The reason? In one corner of the mural – a clearly mythical landscape of hunters, nymphs and satyrs – there is a black slave boy with a chain round his neck. The Tate’s ethics committee has pronounced that “the imagery of the work is offensive”. The slave boy is not easily spotted. When Labour MP Diane Abbott demanded on Twitter that the restaurant not reopen, she stated: “I have eaten in Rex Whistler restaurant at Tate Britain. Had no idea famous mural had repellent images of black slaves…. Nobody should be eating surrounded by imagery of black slaves.”  Abbott was offended even though she had not seen the cause for her offence. Whilst the Tate claims no final decision has yet been made, the restaurant remains closed and there seems little prospect of it ever reopening.

In the light of Black Lives Matter, Tate Britain has updated the signage for some of its paintings. One of the major interwar works in its collection is Sir Stanley Spencer’s Resurrection, Cookham (1924-27). Widely regarded as Spencer’s masterpiece, it is a vast canvas depicting the Second Coming and the dead rising from their graves in the churchyard at Cookham – the artist’s home village, on the Thames thirty miles upriver from the Tate. The racial characteristics of the rising dead have become terribly relevant. A new sign reads:

“Most of the white people are local friends or specific biblical figures. By contrast, Spencer represents the group of Black people at the centre of the painting in a generalising way. They are not based on people he knew, but on images he saw in National Geographic magazine. Spencer intended to show that all humanity would be included in the resurrection, but in trying to make this point he reinforced racist stereotypes and divisions accepted at the time by most white British people.”

There are some oddities here. Why is Black deserving of the upper case but white only of the lower case? More significantly Spencer is making a comment on the universality of the Christian message – yet the gallery has felt obliged to talk about racial stereotyping and reinforcing prejudices. In his quest for models Spencer would have been up against a practical barrier in 1920s Cookham; it would have been rather difficult to find many black faces.

The signage for a rather less iconic work – John Akomfrah’s The Unfinished Conversation, a work simultaneously showing films on three screens in homage to the Marxist cultural theorist Stuart Hall – also has its oddities.  Apparently, The Unfinished Conversation “addresses wider international political changes, including the Soviet invasion of Hungary, the Vietnam war and uprisings in Britain”. Everyone will be familiar with Hungary and Vietnam, but what about the British uprisings?

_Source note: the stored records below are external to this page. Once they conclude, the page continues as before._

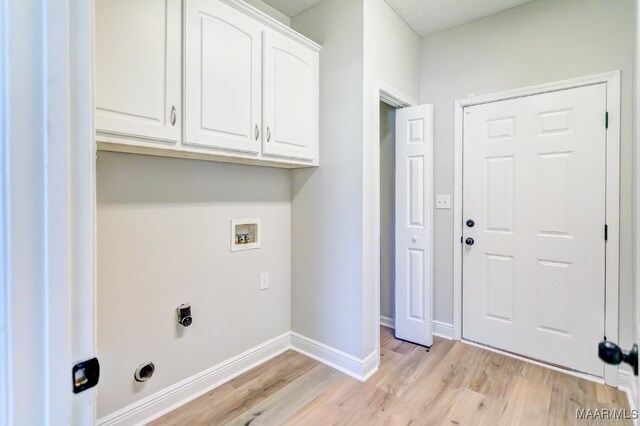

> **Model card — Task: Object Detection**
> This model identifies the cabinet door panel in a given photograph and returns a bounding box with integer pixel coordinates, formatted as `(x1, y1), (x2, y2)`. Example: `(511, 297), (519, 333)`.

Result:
(96, 0), (182, 144)
(263, 32), (318, 160)
(184, 0), (262, 153)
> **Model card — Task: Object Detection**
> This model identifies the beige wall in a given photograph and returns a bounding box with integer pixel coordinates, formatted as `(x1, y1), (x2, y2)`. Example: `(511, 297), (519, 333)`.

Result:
(361, 0), (421, 355)
(291, 0), (363, 357)
(380, 102), (396, 318)
(97, 152), (291, 418)
(420, 0), (636, 345)
(291, 0), (420, 358)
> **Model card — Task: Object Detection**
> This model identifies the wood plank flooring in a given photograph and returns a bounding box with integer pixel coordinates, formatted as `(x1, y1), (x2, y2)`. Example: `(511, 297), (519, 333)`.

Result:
(152, 327), (632, 426)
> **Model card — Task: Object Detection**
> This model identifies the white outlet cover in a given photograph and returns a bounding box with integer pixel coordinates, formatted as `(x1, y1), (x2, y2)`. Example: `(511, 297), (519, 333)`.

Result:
(436, 194), (451, 210)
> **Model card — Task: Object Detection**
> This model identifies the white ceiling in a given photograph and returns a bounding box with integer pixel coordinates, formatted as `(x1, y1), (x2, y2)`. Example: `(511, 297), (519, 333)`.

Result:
(264, 0), (531, 37)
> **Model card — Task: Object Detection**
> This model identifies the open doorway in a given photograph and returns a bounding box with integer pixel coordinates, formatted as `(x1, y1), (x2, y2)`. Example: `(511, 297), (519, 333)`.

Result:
(380, 101), (396, 328)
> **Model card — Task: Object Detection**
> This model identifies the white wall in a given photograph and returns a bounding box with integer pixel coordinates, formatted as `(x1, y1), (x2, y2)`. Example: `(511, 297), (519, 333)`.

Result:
(380, 102), (396, 318)
(97, 152), (291, 418)
(420, 0), (635, 344)
(291, 0), (420, 358)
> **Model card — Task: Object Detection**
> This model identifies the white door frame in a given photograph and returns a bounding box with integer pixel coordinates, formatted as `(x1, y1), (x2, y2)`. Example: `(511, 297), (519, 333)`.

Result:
(453, 71), (620, 386)
(0, 0), (96, 424)
(371, 80), (418, 366)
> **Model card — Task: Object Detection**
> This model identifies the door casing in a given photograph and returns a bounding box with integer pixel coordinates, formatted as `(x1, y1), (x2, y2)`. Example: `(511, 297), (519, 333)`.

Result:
(452, 71), (620, 386)
(369, 80), (420, 367)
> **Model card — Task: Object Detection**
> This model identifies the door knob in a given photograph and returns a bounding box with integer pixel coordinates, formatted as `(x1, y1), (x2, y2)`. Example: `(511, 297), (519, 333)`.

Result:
(598, 340), (638, 376)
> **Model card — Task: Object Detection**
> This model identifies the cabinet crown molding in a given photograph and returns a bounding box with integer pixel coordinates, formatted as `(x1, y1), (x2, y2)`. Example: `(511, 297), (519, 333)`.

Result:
(220, 0), (322, 52)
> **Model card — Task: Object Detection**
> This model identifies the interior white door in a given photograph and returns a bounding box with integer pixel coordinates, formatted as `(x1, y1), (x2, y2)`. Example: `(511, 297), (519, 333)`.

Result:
(395, 105), (433, 346)
(95, 0), (182, 144)
(262, 31), (318, 160)
(462, 84), (606, 376)
(184, 0), (262, 153)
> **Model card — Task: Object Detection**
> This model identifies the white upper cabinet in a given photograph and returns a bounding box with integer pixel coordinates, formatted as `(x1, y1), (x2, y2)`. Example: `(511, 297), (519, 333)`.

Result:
(95, 0), (182, 145)
(184, 0), (262, 154)
(262, 31), (318, 160)
(96, 0), (321, 168)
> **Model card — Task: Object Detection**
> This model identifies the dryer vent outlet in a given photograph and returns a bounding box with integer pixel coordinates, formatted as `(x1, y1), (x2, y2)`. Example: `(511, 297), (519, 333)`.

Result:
(133, 361), (156, 383)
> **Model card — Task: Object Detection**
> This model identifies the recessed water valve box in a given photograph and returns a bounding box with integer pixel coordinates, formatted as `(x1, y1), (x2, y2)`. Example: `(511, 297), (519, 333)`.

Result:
(231, 219), (262, 251)
(177, 303), (193, 327)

For those not immediately au fait with this nomenclature, the main event it is referring to is the Brixton Uprising of 1981, perhaps still better known as the Brixton riots.  In Tate’s current show on British Caribbean art, Life between Islands, the same terminology is widely employed.

Tate Britain’s new fad for woke signage reaches its apogee in the gallery’s other current paying exhibition, Hogarth and Europe. Before entering one is confronted by a sign proclaiming: “This exhibition contains derogatory representations of race, gender and disability, and addresses themes of racial  and sexual violence”.  And it goes downhill from there; the paintings remain what they have always been – amongst the finest ever produced in Britain – but the signage provided by different commentators verges on self parody. 

Next to a self-portrait of Hogarth sitting on a mahogany chair (Hogarth Painting the Comic Muse, 1757-8) a sign reads: “The chair is made from timbers shipped from the colonies, via routes which also shipped enslaved people. Could the chair also stand in for all those unnamed black and brown people enabling the society that supports his vigorous creativity?” I rather suspect it can’t.

This particular gem is provided by Sonia Barrett, apparently a visual artist and sculptor.  The Tate says this of Barrett’s own work: “Barrett’s practice centres on people, place and object-based commodification, performing furniture to explore themes of race and gender” [sic].

I am surely not alone in thinking it was so much easier when one could go to Tate Britain without having to read such nonsense. Sublime art does not need such exposition.